“El valor del diálogo y la reconciliación prevalecen sobre las tentaciones de venganza”
Al inicio de este nuevo año les dirijo a todos ustedes los deseos
más cordiales de paz y de todo tipo de bien.
¡El mío es el deseo de la Iglesia y un deseo cristiano! No está
relacionado a la sensación un poco mágica o un poco fatalista de un nuevo ciclo
que inicia.
Nosotros sabemos que la historia tiene un centro: Jesucristo,
encarnado, muerto y resucitado; que está vivo entre nosotros y que tiene una
finalidad: el Reino de Dios, Reino de paz, de justicia, de libertad en el amor.
Y tiene una fuerza que la mueve hacia aquel fin: es la fuerza del
Espíritu Santo. Todos nosotros tenemos el Espíritu Santo que hemos recibido en
el bautismo. Y él nos empuja a ir hacia adelante en el camino de la vida
cristiana, en el camino de la historia, hacia el Reino de Dios.
Este Espíritu es la potencia del amor que ha fecundado el seno de
la Virgen María; y es el mismo que anima los proyectos y las obras de todos los
constructores de paz. Donde hay un hombre y una mujer constructor de paz, es
exactamente el Espíritu Santo quien ayuda y lo empuja a hacer la paz.
Dos caminos que se cruzan hoy: la fiesta de María Santísima Madre
de Dios y la Jornada Mundial de la Paz.
Ocho días atrás resonó el anuncio angélico: “Gloria a Dios y paz a
los hombres”.
Hoy lo acogemos nuevamente de la madre de Jesús que “custodiaba
todas estas cosas, meditándolas en su corazón”, para hacer de esto nuestro
empeño en el curso del año que se abre.
El tema de esta Jornada Mundial de la Paz es “Fraternidad,
fundamento y vía de la paz”.
¡Fraternidad! Siguiendo las huellas de mis predecesores, a partir
de Pablo VI, he desarrollado el tema en un Mensaje, ya difundido y que hoy
idealmente entrego a todos.
En su raíz está la convicción de que somos todos hijos del único
Padre celeste, somos parte de la misma familia humana y compartimos un destino
común.
De aquí deriva para cada uno la responsabilidad de obrar para que
el mundo se vuelva una comunidad de hermanos que se respetan, se aceptan con
sus diversidades y se acuden los unos a los otros.
Estamos también llamados a darnos cuenta de las violencias y de
las injusticias presentes en tantas partes del mundo y que no nos pueden dejar
indiferentes e inmóviles: es necesario el empeño de todos para construir una
sociedad verdaderamente más justa y solidaria.
Ayer he recibido la carta de un señor, quizás uno de ustedes, que
me ponía en conocimiento de una tragedia familiar y sucesivamente me ponía una
lista con tantas tragedias y guerras del mundo de hoy.
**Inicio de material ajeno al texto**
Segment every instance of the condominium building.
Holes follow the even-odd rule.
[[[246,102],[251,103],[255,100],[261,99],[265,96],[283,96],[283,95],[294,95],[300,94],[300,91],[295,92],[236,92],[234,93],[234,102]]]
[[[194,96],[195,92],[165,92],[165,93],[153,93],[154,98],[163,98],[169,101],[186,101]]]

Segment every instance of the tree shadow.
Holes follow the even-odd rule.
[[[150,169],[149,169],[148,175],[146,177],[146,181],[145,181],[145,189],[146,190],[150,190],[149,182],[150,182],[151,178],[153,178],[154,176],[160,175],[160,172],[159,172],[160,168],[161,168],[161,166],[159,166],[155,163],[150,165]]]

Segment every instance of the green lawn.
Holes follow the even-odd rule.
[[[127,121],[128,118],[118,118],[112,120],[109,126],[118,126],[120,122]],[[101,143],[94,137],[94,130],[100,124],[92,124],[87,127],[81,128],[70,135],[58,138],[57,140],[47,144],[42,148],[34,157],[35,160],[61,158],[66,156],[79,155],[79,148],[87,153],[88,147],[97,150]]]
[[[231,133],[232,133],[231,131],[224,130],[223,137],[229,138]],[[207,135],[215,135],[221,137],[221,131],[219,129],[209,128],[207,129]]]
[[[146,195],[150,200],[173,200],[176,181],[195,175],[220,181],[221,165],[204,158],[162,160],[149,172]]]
Y me preguntaba:
'¿Qué
está pasando en el corazón del hombre para que le haya llevado a hacer todo
esto?'
Y
decía:
¡Es la
hora de detenerse!
También
yo creo que nos hará bien detenernos en este camino de violencia y buscar la
paz.
Queridos
hermanos y hermanas, hago mías las palabras de este hombre:
¿Qué
está sucediendo en el corazón del hombre?
¿Qué
sucede en el corazón de la humanidad?
¡Es la
hora de detenerse!
Desde
todos los rincones de la tierra hoy los creyentes elevan la oración para
pedirle al Señor el don de la paz y la capacidad de llevarla a todos los
ambientes.
En este
primer día del año, el Señor nos ayude a encaminar a todos con más decisión en
las vías de la justicia y de la paz.
Iniciemos
en nuestra casa, justicia y paz entre nosotros.
Se
comienza en casa y después se va hacia adelante, hacia toda la humanidad, pero
tenemos que comenzar en casa.
El Espíritu Santo actué en los corazones, derrita lo que está
cerrado y las durezas y nos conceda volvernos tiernos delante de la debilidad
del Niño Jesús.
La paz de hecho, necesita de la fuerza de la mansedumbre, la
fuerza no violenta de la verdad y del amor.
En las
manos de María, Madre del Redentor, ponemos con confianza filial todas nuestras
esperanzas.
A ella que extiende su maternidad a todos los hombres, le
confiamos el grito de paz de las poblaciones oprimidas por la güera y la
violencia, para que el coraje del diálogo y de la reconciliación prevalga sobre
las tentaciones de la venganza, de la prepotencia, y de la corrupción.
A ella le pedimos que el evangelio de la fraternidad, anunciado y
testimoniado por la Iglesia, pueda hablar a cada conciencia y abatir las
murallas que impiden a los enemigos reconocerse como hermanos.